Use of risk assessments scores is becoming more and more common at every stage of criminal justice proceedings in the US. These scores predicted the likelihood of each felon from committing a future crime. While computing these scores, the computer algorithm was more likely to falsely flag black defendants as future criminals at almost twice the rate as white defendants. White defendants were mislabeled as low risk more often than black defendants. On the basis of these risk assessments, black defendants are condemned to much harsher sentences as opposed to their white counterparts. Even when we consider factors such as poverty, economic stability and social marginalization, blacks are shown in a negative light. According to the research conducted by the Pew Research Center, on average, blacks are at least twice as likely as whites to be poor or unemployed. And in terms of their median net worth, white households are about 13 times as wealthy as black households - a gap that has been growing wider since the Great Depression. Another factor we need to consider is unequal pay. According to the above-mentioned survey, the income of blacks at all levels of educational attainment lags behind that of their white counterparts. So when the algorithm takes into account the above-mentioned factors, a repeated offender might come out as low risk since he has a job while a drunk guy might come across as high risk just because he’s homeless.

Gender and racial bias could also cause problems for computer vision models like facial recognition, such as security applications at concerts, airports, and sports arenas, a concern that also extends into the gender binary. If AI sees gender as simply male and female, this doesn’t align with modern perspectives of non-binary and transgender expression, causing potential harm for these communities and loss of faith in digital identity. Studies show that capabilities of facial recognition services are not adequately balanced for gender and skin tone resulting in higher error rates. Results are the most accurate for light-skinned men while dark-skinned women have the highest error rates. In order to increase the accuracy of the facial analysis, we need to use more diverse, inclusive and unbiased training datasets and improve the feature extraction and recognition capabilities of the service. These adjustments to the service demonstrated a nearly ten-fold decrease in error-rate for facial analysis when compared with the previous test set.

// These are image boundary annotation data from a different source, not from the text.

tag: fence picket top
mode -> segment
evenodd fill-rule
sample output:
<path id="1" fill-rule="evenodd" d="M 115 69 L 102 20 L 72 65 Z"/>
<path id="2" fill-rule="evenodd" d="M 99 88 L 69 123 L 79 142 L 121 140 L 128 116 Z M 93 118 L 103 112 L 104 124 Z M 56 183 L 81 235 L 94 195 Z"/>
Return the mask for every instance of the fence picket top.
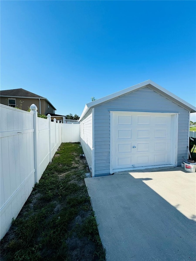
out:
<path id="1" fill-rule="evenodd" d="M 31 111 L 37 111 L 37 107 L 35 104 L 33 103 L 30 106 Z"/>

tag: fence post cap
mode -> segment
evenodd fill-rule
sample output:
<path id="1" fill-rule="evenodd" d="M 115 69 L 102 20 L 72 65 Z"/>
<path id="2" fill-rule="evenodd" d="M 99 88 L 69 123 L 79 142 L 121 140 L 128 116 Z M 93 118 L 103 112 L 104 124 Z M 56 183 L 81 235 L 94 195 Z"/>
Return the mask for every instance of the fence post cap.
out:
<path id="1" fill-rule="evenodd" d="M 30 106 L 31 111 L 37 111 L 37 107 L 35 104 L 33 103 Z"/>

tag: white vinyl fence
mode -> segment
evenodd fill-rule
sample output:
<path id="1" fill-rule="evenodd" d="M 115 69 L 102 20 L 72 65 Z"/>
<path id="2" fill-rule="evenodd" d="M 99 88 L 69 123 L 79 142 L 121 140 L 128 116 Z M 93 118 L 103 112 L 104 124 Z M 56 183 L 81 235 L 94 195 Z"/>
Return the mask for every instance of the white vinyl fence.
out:
<path id="1" fill-rule="evenodd" d="M 62 124 L 30 112 L 0 105 L 2 238 L 17 216 L 60 145 Z"/>
<path id="2" fill-rule="evenodd" d="M 190 131 L 189 132 L 189 136 L 196 138 L 196 131 Z"/>
<path id="3" fill-rule="evenodd" d="M 80 142 L 80 124 L 62 124 L 62 142 Z"/>

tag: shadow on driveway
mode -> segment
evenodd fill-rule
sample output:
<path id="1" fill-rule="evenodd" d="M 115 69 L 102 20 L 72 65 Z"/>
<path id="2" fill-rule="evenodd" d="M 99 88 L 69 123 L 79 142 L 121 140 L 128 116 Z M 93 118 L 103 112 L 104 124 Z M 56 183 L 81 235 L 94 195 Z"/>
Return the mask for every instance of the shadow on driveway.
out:
<path id="1" fill-rule="evenodd" d="M 157 189 L 164 182 L 161 173 L 156 173 Z M 146 185 L 153 179 L 144 174 L 85 179 L 107 260 L 195 261 L 195 222 Z M 178 193 L 175 189 L 169 197 Z"/>

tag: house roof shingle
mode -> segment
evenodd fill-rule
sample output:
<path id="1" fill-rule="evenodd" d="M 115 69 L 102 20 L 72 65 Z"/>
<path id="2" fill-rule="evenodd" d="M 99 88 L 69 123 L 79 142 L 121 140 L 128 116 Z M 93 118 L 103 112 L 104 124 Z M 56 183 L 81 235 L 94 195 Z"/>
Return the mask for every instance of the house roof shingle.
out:
<path id="1" fill-rule="evenodd" d="M 20 89 L 14 89 L 12 90 L 6 90 L 0 91 L 1 96 L 16 96 L 19 97 L 30 97 L 35 98 L 44 98 L 35 93 L 26 91 L 21 88 Z"/>
<path id="2" fill-rule="evenodd" d="M 55 110 L 56 109 L 52 103 L 46 98 L 40 96 L 31 92 L 26 90 L 24 90 L 21 88 L 19 89 L 13 89 L 11 90 L 5 90 L 4 91 L 0 91 L 0 96 L 7 97 L 21 97 L 27 98 L 36 98 L 44 99 L 53 107 Z"/>

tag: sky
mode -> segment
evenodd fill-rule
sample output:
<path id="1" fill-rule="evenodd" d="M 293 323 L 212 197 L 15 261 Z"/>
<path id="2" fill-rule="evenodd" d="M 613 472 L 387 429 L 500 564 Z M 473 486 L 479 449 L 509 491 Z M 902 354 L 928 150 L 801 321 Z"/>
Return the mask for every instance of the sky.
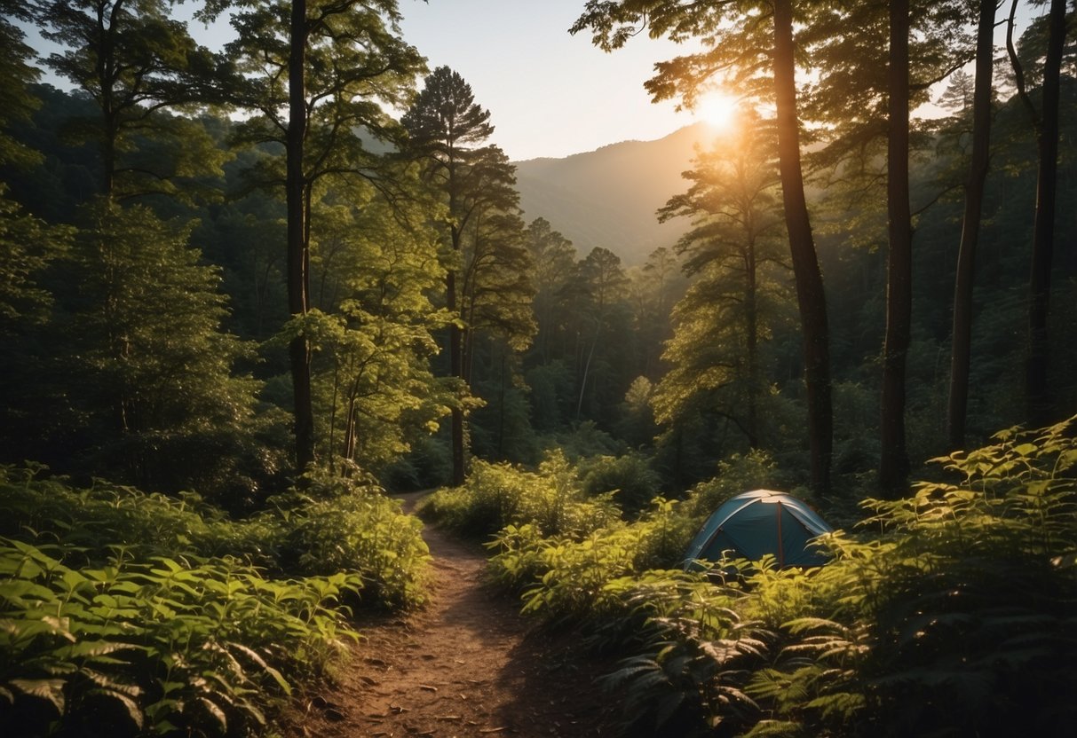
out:
<path id="1" fill-rule="evenodd" d="M 490 111 L 509 159 L 562 157 L 660 139 L 695 117 L 652 103 L 643 83 L 683 49 L 634 38 L 606 54 L 569 28 L 585 0 L 400 0 L 404 38 L 431 69 L 448 66 Z"/>
<path id="2" fill-rule="evenodd" d="M 200 4 L 188 2 L 174 12 L 190 17 Z M 431 70 L 444 65 L 464 77 L 475 101 L 490 111 L 491 143 L 514 161 L 653 141 L 695 123 L 696 114 L 676 111 L 674 101 L 653 103 L 643 88 L 656 61 L 688 49 L 644 33 L 606 54 L 591 44 L 587 31 L 569 33 L 585 4 L 398 0 L 404 39 L 426 57 Z M 232 29 L 226 20 L 216 29 L 194 23 L 192 33 L 220 47 Z"/>

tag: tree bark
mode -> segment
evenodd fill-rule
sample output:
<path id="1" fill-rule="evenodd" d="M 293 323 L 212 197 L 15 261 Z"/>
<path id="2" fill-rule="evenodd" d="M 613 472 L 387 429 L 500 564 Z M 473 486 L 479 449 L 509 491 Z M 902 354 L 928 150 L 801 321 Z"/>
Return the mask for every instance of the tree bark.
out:
<path id="1" fill-rule="evenodd" d="M 452 229 L 452 251 L 460 253 L 460 233 Z M 464 381 L 464 358 L 463 358 L 463 330 L 457 321 L 461 318 L 460 309 L 457 306 L 457 272 L 449 269 L 445 275 L 445 304 L 452 315 L 452 324 L 449 325 L 449 375 L 460 382 Z M 462 398 L 458 395 L 457 403 L 452 407 L 451 435 L 452 435 L 452 485 L 460 486 L 466 479 L 466 467 L 464 458 L 464 410 L 460 407 Z"/>
<path id="2" fill-rule="evenodd" d="M 1044 63 L 1043 114 L 1039 128 L 1039 172 L 1036 180 L 1036 219 L 1033 227 L 1029 300 L 1029 358 L 1025 364 L 1025 402 L 1029 424 L 1047 425 L 1051 417 L 1048 382 L 1047 318 L 1054 258 L 1054 210 L 1059 160 L 1059 77 L 1066 34 L 1066 1 L 1051 0 L 1047 58 Z"/>
<path id="3" fill-rule="evenodd" d="M 912 324 L 912 212 L 909 205 L 909 1 L 890 3 L 890 130 L 886 209 L 890 256 L 883 343 L 879 484 L 898 494 L 909 473 L 905 445 L 905 373 Z"/>
<path id="4" fill-rule="evenodd" d="M 834 417 L 830 401 L 830 339 L 823 275 L 805 198 L 797 119 L 796 63 L 791 0 L 774 0 L 774 88 L 778 102 L 778 153 L 785 225 L 797 284 L 803 331 L 805 383 L 808 394 L 808 438 L 811 483 L 820 494 L 830 489 Z"/>
<path id="5" fill-rule="evenodd" d="M 288 309 L 305 315 L 309 307 L 307 228 L 303 147 L 307 133 L 306 80 L 307 3 L 292 3 L 288 62 L 288 134 L 285 197 L 288 212 Z M 295 466 L 302 474 L 314 463 L 314 413 L 310 395 L 310 346 L 305 336 L 289 345 L 295 413 Z"/>
<path id="6" fill-rule="evenodd" d="M 957 247 L 953 289 L 953 337 L 950 349 L 950 402 L 947 436 L 951 451 L 965 445 L 968 414 L 968 375 L 973 344 L 973 282 L 980 239 L 983 187 L 988 180 L 991 143 L 991 77 L 994 62 L 995 0 L 980 0 L 976 31 L 976 83 L 973 90 L 973 156 L 965 185 L 965 213 Z"/>

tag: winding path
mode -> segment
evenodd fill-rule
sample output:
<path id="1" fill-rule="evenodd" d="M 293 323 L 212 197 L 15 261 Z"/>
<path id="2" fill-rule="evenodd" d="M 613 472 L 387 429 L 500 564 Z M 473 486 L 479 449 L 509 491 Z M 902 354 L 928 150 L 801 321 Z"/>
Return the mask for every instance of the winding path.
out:
<path id="1" fill-rule="evenodd" d="M 417 495 L 404 496 L 405 510 Z M 306 701 L 289 736 L 593 738 L 612 736 L 603 666 L 567 638 L 532 631 L 518 605 L 482 581 L 476 544 L 426 526 L 432 601 L 406 618 L 359 624 L 365 637 L 332 693 Z"/>

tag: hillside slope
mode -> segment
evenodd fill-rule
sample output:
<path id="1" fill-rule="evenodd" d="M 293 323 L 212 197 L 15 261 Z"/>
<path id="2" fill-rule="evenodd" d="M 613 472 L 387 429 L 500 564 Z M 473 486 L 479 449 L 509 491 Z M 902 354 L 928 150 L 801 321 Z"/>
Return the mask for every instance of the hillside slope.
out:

Gender bias in online recruitment tools. Amazon has discontinued the use of its recruiting algorithm since the algorithm was derived from the resumes submitted to the company over a decade, which were predominantly from white males. Rather than reviewing the skill sets, the algorithm was taught to recognise word patterns in the resume and these patterns were benchmarked against the company’s predominantly male engineering department to deem an applicant fit for the job. As a result, the AI software penalised the resumes containing the word “women’s” in the text, thereby discrediting the resumes of women who graduated from women’s colleges, resulting in gender bias.

Many of these biases have been there in existence way before data-driven, decision-making models came to surface but infusing the existing biased data with decision making has far more disastrous implications in how we govern our society as the gap will just tend to increase and set us on a journey to an unjust society if these biases aren’t mitigated.

Data Augmentation is also one technique to diversify our dataset and populate it with underrepresented data while training. This will obviously work only when the developer is aware of such biases. To do so, while preprocessing we make data duplicates and diversify the biased factors for the same set of other training features followed by imbalance learning techniques like undersampling and oversampling which will help us create a robust model subject to minimal bias. This helps models to find patterns beyond race, gender, caste etc.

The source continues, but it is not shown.